Which means, if I start to shift into panic mode in a crowded restaurant full of people I don’t know — I can eat, but I can’t digest anything.
And anything I eat just sits in my stomach/digestive track until the danger has passed and some part of me sounds the “all clear.” After that, all the internal systems start slowly switching back on — and it can take hours to hit “normal” again.
So — since part of the problem with diabetes is having too much sugar in your blood stream for the insulin present to account for and deal with — if my system shuts down mid-process and leaves all the sugar and starch (carbohydrates) ingested in a meal free-floating in my stomach and blood stream until the all-clear switch gets thrown then — then I’m in big trouble.
And this is, as my grandpa used to say, a fairly significant “hitch in my get-along.”
It means that if I’m eating out in a café or restaurant and I’m overcome with fight-or-flight — I stop digesting, and run up my blood sugar.
If it were a real fight or a real flight situation — I would burn through all the adrenalin and eventually the sugar by running or fighting over a prolonged period of time. If I were in the middle of a war zone, or running a marathon that wouldn’t be a bad thing. But if I go to my car and sit to drive, or go to my house and turn on some white noise of TV or music to bring down my heightened state, then I’m stuck with all that in my system -just sitting there- until my body can process it.
And so far, my only response is to just not go to any restaurant situation that could turn on me.
Before blood sugar was such an issue, I could ride it out and be fine.
But I suspect that grace period has gone the way of the dodo.
Jim and I were visiting another coastal town yesterday, and rather than take the chance that the Friday crush of weekend tourists would trap me in such a situation, we called our favorite café and ordered our lunch “to go.” We ate in the car — and it was delicious. But it wasn’t exactly eating-out. It was more like really excellent drive-thru.
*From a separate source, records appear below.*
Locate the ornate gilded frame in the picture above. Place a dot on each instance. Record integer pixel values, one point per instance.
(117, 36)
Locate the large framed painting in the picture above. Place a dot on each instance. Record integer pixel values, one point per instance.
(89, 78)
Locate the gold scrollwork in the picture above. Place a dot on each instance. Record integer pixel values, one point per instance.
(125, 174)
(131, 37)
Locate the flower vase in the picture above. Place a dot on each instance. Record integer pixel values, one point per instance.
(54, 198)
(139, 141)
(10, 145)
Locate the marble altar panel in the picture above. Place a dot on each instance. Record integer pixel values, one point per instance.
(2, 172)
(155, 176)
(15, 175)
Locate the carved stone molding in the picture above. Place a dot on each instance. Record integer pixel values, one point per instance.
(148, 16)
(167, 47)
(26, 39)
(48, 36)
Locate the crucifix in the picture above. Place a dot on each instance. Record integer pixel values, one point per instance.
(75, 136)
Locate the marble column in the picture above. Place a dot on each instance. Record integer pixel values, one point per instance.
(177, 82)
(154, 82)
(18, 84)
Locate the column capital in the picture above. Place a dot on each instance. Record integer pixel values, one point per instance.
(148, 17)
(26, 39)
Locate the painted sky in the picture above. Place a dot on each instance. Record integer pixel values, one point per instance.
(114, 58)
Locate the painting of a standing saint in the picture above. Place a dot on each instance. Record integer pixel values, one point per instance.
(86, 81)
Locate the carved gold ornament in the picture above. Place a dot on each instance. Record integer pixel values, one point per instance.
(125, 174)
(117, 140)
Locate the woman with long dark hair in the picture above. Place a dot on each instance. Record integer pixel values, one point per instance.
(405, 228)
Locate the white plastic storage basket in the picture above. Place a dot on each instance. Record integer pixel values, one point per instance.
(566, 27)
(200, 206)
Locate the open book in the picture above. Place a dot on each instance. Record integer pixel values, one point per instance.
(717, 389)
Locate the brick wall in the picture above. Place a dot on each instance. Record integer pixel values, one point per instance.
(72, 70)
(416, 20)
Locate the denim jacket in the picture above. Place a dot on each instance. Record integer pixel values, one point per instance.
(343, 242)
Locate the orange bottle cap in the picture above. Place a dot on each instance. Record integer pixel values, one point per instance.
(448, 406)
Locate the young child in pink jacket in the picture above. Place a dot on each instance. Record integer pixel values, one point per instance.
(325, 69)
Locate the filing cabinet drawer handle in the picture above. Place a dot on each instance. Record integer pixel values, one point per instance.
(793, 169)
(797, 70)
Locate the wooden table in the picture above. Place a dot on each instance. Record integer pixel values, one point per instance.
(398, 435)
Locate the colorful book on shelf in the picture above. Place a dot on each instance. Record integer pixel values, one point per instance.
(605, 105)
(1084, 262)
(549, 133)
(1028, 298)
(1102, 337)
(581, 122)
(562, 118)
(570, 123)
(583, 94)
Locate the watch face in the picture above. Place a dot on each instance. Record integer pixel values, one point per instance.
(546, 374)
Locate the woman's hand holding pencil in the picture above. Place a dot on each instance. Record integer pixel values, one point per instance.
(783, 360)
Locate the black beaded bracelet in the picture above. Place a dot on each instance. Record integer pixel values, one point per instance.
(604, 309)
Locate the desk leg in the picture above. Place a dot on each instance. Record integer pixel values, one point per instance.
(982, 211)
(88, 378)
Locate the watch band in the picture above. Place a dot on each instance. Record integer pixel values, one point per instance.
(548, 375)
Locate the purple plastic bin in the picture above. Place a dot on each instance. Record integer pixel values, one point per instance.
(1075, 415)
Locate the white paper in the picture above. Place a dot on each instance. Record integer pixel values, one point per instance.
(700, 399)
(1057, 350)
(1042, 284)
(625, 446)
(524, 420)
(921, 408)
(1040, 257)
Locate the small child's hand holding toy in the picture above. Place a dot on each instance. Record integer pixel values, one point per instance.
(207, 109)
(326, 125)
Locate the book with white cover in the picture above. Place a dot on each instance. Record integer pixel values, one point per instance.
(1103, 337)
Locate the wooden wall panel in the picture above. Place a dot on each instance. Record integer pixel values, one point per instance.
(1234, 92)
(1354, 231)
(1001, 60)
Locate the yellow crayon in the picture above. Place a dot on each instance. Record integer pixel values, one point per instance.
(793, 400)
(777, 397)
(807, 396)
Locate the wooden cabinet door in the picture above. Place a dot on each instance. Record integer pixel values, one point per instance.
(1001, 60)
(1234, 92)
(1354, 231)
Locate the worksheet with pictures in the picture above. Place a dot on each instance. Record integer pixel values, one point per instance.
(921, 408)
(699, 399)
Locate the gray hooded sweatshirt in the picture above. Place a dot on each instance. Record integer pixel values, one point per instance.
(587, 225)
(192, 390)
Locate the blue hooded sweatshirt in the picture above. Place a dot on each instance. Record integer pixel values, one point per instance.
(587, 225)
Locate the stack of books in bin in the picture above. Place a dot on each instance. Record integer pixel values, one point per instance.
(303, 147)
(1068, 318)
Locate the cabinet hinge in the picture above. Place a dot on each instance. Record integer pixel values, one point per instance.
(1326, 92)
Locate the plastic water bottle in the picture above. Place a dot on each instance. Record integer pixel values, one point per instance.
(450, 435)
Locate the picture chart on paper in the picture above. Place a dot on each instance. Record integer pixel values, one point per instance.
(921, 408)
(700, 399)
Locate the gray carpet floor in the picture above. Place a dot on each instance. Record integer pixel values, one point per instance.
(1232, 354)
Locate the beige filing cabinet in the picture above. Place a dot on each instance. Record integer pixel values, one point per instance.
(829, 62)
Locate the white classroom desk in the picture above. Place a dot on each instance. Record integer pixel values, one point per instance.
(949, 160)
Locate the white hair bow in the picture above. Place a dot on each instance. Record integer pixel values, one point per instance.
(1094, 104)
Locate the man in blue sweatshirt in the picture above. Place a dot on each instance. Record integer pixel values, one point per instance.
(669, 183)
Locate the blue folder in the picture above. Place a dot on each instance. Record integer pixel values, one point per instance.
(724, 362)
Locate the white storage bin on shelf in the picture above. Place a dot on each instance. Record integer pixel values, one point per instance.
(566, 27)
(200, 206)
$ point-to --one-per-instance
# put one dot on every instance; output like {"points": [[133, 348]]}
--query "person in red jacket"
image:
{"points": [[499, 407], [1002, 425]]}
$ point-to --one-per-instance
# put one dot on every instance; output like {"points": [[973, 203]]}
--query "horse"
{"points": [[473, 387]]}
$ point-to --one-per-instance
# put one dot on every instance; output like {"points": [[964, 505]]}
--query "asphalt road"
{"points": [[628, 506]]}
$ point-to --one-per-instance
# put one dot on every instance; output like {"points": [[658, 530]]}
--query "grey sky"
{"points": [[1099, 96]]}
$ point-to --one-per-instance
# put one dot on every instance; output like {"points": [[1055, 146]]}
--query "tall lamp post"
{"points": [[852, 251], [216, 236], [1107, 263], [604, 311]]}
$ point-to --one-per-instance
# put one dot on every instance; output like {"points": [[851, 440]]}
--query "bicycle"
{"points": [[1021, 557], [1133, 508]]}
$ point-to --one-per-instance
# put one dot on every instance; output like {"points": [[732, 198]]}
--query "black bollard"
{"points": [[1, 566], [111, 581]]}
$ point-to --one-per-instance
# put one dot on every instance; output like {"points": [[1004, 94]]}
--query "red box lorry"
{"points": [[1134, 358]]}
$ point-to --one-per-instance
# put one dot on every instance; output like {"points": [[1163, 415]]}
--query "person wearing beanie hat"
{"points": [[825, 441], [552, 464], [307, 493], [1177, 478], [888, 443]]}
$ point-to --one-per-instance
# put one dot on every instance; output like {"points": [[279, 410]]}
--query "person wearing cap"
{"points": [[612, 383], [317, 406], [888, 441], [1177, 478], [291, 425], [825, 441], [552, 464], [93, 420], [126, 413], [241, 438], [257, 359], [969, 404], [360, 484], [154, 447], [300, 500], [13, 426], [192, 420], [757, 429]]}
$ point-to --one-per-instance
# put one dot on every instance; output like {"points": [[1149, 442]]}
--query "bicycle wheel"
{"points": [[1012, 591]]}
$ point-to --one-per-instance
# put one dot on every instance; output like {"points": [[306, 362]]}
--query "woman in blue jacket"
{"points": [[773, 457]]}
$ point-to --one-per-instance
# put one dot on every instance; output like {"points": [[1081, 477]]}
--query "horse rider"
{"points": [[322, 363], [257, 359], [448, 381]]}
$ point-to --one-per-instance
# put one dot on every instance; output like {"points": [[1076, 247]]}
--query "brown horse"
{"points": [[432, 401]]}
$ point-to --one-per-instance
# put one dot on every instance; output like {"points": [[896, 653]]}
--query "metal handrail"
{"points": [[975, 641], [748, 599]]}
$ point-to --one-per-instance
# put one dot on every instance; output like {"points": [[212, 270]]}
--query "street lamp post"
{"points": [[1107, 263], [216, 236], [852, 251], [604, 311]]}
And I guess I can live with that. But it’s a strange hitch to have to deal with.
ROCK THE SECOND
It’s now been just over 4 weeks since I found out I was diabetic, and saw the nutritionist/counselor at the local hospital. It’s been less than a week that I’ve had blood glucose testing supplies, thanks to the bureaucracy of the insurance/med-supply and health care systems.
Today was my first follow-up with my doctor and I went in with the news of my numbers — in 4 weeks, I’ve gone from a fasting number of 310, to a morning fasting number today of 212. But — as I’ve said — numbers in the 200s are still considered very serious and dangerous for the most common diabetes complications — liver, kidney and heart damage, irreversible vision loss, and a wide range of other complications. So the first thing my doctor said was that she wanted to put me on some medications to bring my numbers down into the normal range as quickly as possible.
I told her that I’d like to take a little longer to see how much further I could lower the numbers with just diet and exercise — and she agreed it was useful to find out — and that I could do further blood tests in October to see. But she also emphasized that it would be highly unlikely that I could lower my numbers enough to avoid medication.
Well. I had thought 100 points in a month (30% + overall reduction) was pretty good.
She also wants me to test fasting and 2 hrs after lunch each day and email my progress over the next 2 weeks.
I can do that.
And I still want to see how much more of an effect I can have.
2 hours after lunch today, my blood sugar was 196. Just before dinner, after 2 x 25 minute walks today, I hit my best number yet — 184.
So I’m stuck between how long it will take to hit acceptable numbers by just eating on target and burning off the sugar on the treadmill — and how much danger my doctor thinks I’m in from the elevated blood glucose.
I should have known TIME was going to enter into this at some point.